I'm guessing that lua_Number is closer to 8 bytes, since the default number size is a double.

I wonder if their hashing function simply operates on a sequence of bytes. After all, it appears that all of their values are 4 to 8 bytes (the pointer sizes depend on 32 vs 64 bit).

One of these days, I'd like to really look through the Lua implementation and see what it's like under the hood...

David Haley aka Ksilyan
Head Programmer,
Legends of the Darkstone

http://david.the-haleys.org
[Go to top] top

Posted by Nick Gammon   Australia  (18,772 posts)  [Biography] bio   Forum Administrator
Date Wed 07 Mar 2007 03:39 AM (UTC)  quote  ]
Message
Interestingly, I think you will find that all Lua types can be readily hashed because they are stored internally as a union. See the source for this:


/*
** Union of all Lua values
*/
typedef union {
  GCObject *gc;
  void *p;
  lua_Number n;
  int b;
} Value;



Depending on the size of lua_Number, this value is going to be a small size (say around 4 bytes, maybe slightly more). Lua internally stores strings in such a way that identical strings are stored in the same place. Thus if the *address* of two strings is the same, the strings are the same. Similarly for tables, which are really a pointer to the table. And, userdata is simply an address. Once you take the type of data into account, in addition to the value, you have a small field that needs to be hashed to index into a table.

- Nick Gammon

www.gammon.com.au, www.mushclient.com
[Go to top] top

Posted by David Haley   USA  (3,881 posts)  [Biography] bio   Moderator
Date Sat 03 Mar 2007 12:13 PM (UTC)  quote  ]
Message
They use a hash function, not an ordering. I'm guessing that since Lua has a relatively small number of pure data types, it's possible to code in advance the hash function for all those types. But right, a straight comparison is definitely not what they use.

David Haley aka Ksilyan
Head Programmer,
Legends of the Darkstone

http://david.the-haleys.org
[Go to top] top

Posted by Shaun Biggs   USA  (644 posts)  [Biography] bio
Date Sat 03 Mar 2007 08:08 AM (UTC)  quote  ]
Message
Quote:
This is indeed a pretty interesting design decision on their part, mainly because it requires that whatever you are storing be sortable/comparable. If you're inserting pointers, then everything is fine because you can compare pointer addresses. String objects also come with the comparison operator (lexicographical comparison). But if you're trying to key on a new data structure (or store it in a set) you need to have your own comparison.

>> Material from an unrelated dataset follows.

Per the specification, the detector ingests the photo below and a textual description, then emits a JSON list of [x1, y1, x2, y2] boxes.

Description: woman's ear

I'm pretty sure the Lua developers came up with on their own. Comparison by strings is definitely not what is going on, because you can have functions as keys and values for tables in Lua.

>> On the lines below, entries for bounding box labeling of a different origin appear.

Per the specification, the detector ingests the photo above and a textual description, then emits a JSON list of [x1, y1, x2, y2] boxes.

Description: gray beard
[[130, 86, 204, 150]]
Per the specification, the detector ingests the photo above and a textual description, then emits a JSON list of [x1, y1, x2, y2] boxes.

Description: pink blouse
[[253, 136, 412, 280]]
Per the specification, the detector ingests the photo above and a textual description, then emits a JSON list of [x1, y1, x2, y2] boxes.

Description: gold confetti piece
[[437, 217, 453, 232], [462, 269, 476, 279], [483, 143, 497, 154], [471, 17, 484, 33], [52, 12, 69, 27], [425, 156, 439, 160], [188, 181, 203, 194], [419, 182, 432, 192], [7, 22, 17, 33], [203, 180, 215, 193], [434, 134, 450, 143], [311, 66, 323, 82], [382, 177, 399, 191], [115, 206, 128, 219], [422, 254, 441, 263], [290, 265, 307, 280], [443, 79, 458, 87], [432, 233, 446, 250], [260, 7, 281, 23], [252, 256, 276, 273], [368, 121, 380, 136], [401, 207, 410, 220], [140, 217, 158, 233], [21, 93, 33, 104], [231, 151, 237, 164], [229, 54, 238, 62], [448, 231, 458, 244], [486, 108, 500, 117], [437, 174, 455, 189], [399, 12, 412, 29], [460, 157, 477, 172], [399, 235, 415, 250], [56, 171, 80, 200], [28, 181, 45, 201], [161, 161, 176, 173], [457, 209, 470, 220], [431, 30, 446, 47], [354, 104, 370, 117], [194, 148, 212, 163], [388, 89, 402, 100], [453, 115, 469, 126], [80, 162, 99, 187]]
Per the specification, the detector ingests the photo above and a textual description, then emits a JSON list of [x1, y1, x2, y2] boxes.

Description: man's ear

It is much easier to fight for one's ideals than to live up to them.
[Go to top] top

Posted by David Haley   USA  (3,881 posts)  [Biography] bio   Moderator
Date Fri 02 Mar 2007 09:13 PM (UTC)  quote  ]
Message
Quote:
Interestingly, the Standard Template Library (STL), when storing similar things (in a map or set), does not actually use hashes but a B-Tree, which has the interesting property that regardless of the order in which you put things, they come out in sequence (alphabetic order for strings).
This is indeed a pretty interesting design decision on their part, mainly because it requires that whatever you are storing be sortable/comparable. If you're inserting pointers, then everything is fine because you can compare pointer addresses. String objects also come with the comparison operator (lexicographical comparison). But if you're trying to key on a new data structure (or store it in a set) you need to have your own comparison.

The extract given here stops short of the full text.